After a long weekend mired in an awful fucking funk (brought on by a number of factors upon which I shall not here elaborate), largely unproductive days, today I got to be at McWane, and I feel rejuvenated again. Today, I finished with the left coronoid of Alfred the tylosaur, and I'm almost finished with the left splenial, and I spent three hours on the big jacket hold the rest of the left mandible. But the day began with me having to mix two batches of Butvar-76 (a thermoplastic, polyvinyl butyral resin used in preserving fragile fossil bone) with acetone as the solvent. I can still smell acetone. I asked Jun what we had for Butvar crystals, and he hauled out this huge container left over from Red Mountain Museum, a container purchased in 1983 (!). Back in my early twenties, I scooped Butvar from this same container. A little bit goes a long, long way. So, that was a marvelous sort of weird (and see the photo below for the lid of the ancient B-76 container). I also met the museum's consulting archeologist (there isn't one of staff, just paleontologists), and he was delightful, but I can't recall his name.
I came home and watched an episode of Mythbusters, took a very short nap, and ate tuna sandwiches for dinner.
Tomorrow, I go back to writing, but what I'll be writing, I'm not gonna tell you what that is for another day or two.
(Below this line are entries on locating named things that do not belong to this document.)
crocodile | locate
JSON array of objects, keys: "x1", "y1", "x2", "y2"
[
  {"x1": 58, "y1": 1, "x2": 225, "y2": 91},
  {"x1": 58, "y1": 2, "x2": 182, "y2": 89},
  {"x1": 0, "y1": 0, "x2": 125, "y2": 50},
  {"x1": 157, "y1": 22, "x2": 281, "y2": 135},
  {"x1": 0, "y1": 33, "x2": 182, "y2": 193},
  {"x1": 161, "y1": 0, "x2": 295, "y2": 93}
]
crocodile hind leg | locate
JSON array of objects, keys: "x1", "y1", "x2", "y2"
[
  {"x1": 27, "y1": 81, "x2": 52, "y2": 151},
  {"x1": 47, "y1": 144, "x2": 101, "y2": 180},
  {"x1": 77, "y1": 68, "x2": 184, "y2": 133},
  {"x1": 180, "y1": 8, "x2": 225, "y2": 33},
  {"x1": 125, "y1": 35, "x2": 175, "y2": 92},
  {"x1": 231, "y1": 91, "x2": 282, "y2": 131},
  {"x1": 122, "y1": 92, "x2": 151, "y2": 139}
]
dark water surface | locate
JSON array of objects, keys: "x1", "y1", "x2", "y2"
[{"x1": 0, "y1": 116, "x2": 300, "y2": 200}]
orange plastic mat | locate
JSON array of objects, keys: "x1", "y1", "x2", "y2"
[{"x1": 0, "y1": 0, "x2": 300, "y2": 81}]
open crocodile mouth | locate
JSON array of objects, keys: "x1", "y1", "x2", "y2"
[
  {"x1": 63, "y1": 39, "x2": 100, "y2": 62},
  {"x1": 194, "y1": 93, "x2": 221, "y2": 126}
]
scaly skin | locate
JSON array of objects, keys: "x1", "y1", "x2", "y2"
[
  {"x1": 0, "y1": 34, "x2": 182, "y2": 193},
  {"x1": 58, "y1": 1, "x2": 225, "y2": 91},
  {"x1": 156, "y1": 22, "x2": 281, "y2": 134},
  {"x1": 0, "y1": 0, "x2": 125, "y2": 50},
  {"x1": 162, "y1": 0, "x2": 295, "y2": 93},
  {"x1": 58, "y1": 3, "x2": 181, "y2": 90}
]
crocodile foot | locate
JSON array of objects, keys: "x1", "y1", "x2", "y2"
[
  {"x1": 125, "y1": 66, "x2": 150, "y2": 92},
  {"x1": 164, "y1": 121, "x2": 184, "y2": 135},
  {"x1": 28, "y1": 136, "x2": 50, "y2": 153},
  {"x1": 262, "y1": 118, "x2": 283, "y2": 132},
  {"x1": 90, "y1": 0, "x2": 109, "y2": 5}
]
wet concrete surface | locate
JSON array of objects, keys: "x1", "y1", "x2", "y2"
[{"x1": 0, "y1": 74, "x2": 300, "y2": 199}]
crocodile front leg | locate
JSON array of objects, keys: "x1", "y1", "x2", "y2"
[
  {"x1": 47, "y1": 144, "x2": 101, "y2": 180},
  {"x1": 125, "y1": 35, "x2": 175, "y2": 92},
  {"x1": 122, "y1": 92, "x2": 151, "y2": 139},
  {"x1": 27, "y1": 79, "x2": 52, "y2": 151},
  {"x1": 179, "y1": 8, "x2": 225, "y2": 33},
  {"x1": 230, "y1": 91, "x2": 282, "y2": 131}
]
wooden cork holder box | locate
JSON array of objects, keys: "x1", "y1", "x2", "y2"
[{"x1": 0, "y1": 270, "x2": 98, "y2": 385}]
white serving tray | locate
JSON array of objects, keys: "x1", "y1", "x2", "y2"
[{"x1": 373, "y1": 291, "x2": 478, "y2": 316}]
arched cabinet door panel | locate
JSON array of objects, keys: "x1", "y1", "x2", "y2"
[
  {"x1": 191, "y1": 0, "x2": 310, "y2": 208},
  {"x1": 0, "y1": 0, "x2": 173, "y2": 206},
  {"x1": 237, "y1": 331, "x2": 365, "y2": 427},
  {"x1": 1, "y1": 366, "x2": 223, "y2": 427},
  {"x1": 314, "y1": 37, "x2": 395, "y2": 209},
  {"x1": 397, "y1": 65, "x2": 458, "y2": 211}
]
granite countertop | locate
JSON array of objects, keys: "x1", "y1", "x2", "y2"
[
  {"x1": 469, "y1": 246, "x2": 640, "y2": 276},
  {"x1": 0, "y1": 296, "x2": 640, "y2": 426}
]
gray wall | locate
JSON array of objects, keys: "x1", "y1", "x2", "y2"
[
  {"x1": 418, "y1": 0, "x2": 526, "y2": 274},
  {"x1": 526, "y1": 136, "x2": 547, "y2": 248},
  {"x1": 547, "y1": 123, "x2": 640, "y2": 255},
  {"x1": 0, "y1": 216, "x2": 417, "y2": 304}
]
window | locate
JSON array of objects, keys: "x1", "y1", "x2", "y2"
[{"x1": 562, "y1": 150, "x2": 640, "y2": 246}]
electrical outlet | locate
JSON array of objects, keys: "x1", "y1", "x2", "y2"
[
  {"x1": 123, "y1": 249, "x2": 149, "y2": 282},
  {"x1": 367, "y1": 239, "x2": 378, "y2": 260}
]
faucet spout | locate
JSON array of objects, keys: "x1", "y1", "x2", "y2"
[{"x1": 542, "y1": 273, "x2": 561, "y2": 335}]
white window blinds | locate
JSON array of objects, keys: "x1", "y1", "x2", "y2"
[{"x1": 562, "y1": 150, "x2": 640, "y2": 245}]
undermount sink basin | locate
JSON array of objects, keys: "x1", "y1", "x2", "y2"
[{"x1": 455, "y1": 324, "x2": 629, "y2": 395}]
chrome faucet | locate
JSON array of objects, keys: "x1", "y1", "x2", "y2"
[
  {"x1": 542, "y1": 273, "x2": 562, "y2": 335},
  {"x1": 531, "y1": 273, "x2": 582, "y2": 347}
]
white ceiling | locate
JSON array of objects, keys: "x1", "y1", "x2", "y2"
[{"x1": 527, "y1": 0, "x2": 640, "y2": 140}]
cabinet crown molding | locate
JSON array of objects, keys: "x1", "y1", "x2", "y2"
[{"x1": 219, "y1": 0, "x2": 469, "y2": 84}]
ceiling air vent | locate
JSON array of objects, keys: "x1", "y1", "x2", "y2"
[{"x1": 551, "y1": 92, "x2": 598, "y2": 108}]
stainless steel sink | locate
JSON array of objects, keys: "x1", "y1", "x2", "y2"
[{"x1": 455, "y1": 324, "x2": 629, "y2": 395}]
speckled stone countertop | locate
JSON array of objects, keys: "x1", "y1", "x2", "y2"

Last night, we watched Clint Eastwood's Pale Rider (1985), which I'd not seen since it was new, when I saw it twice in the theater. The new Dancy collection will be named Comes a Pale Rider (Subterranean Press, TBA) and dedicated to Eastwood, along with Sergio Leone and Ennio Morricone, in recognition of the part all three played in inspiring me to create Dancy Flammarion.